German Shorthairs are also more susceptible to mast cell tumors than other breeds. While mast cell tumors do not usually affect humans, they can occur in German Shorthaired Pointers. If detected early, these tumors are usually curable with chemotherapy. The only downside to this treatment is that it is expensive and requires a lifetime commitment. Your veterinarian will check for this type of cancer with a blood test. They will likely recommend that you get a full blood count twice a year.

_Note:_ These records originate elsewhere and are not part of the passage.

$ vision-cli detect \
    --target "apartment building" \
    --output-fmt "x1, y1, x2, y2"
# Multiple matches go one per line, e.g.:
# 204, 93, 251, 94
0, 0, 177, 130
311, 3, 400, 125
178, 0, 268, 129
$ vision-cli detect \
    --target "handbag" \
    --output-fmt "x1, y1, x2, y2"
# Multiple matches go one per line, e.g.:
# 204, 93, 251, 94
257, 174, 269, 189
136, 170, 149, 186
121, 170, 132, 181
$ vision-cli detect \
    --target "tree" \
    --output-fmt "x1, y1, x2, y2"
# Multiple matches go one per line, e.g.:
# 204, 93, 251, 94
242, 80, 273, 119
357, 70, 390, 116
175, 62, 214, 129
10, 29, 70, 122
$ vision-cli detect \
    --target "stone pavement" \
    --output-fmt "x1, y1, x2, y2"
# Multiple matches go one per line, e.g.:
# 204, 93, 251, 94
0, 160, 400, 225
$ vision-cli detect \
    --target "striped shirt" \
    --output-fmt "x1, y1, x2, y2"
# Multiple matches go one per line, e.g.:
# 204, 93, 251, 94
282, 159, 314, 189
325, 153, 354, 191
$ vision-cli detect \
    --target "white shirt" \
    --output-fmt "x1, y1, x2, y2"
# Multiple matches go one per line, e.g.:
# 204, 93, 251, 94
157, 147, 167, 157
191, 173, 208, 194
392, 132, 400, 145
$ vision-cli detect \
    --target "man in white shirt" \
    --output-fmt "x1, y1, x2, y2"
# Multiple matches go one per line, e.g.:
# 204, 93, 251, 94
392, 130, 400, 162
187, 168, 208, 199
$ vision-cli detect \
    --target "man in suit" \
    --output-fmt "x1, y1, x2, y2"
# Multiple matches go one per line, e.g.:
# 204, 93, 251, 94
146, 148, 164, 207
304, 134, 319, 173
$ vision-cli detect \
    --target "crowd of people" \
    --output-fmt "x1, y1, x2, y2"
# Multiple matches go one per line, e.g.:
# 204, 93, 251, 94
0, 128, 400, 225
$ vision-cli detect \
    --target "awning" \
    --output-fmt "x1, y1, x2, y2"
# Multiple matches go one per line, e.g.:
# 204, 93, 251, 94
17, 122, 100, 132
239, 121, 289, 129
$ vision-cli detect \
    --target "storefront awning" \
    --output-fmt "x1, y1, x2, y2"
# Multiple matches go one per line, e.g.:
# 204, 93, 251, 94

Some German Shorthaired Pointers suffer from hip dysplasia. This condition causes lameness and pain. Less severe cases can be treated with diet and exercise. But in the worst case, surgery may be needed. Some German Shorthairs may also develop lymphedema, a condition caused by blocked lymphatic ducts. As a result, they develop swelling in their feet, legs, chest, and abdomen.

Eye conditions

German shorthair dogs are susceptible to eye conditions such as entropion, which causes the eyelids to roll inward. This condition is often genetic and can require surgery. When a German Shorthair dog has red or cloudy eyes, it may have conjunctivitis or pannus, which can cause eye damage. Treatments for these conditions include medication or surgery. A dog’s eyes should be protected from the sun’s ultraviolet rays by wearing dog sunglasses.

A new study found that German shorthaired pointers are susceptible to corneal endothelial disease (CED). CED is characterized by premature endothelial cell degeneration and is similar to Fuchs endothelial corneal dystrophy. Researchers examined the corneas of ten affected dogs using Fourier-domain optical coherence tomography and ultrasonic pachmetry. They also compared the morphology of the corneas using a Mann-Whitney rank sum test.

Another condition affecting German shorthaired pointer breeds is distichiasis. This condition results in abnormal hair growth in the eyelid, which rubs on the eye’s surface and causes pain and inflammation. The disease is more common in GSPs than in other breeds of dogs, but it is treatable with medication or surgery. Nevertheless, owners should watch out for symptoms early to treat the condition before it worsens.

German Shorthairs are also susceptible to a variety of blood-clotting disorders. The breed is susceptible to von Willebrand’s disease, thrombocytopenia, and hemophilia. It is also prone to seizures and subaortic stenosis. Other eye issues include cataracts and progressive retinal atrophy.

Pannus is a progressive condition that affects the cornea. It typically develops in middle-aged dogs, although it can also affect younger dogs. It is treatable, but requires lifelong therapy. Treatment usually involves steroid eye drops and ointments. In severe cases, the dog may require surgery to remove scar tissue.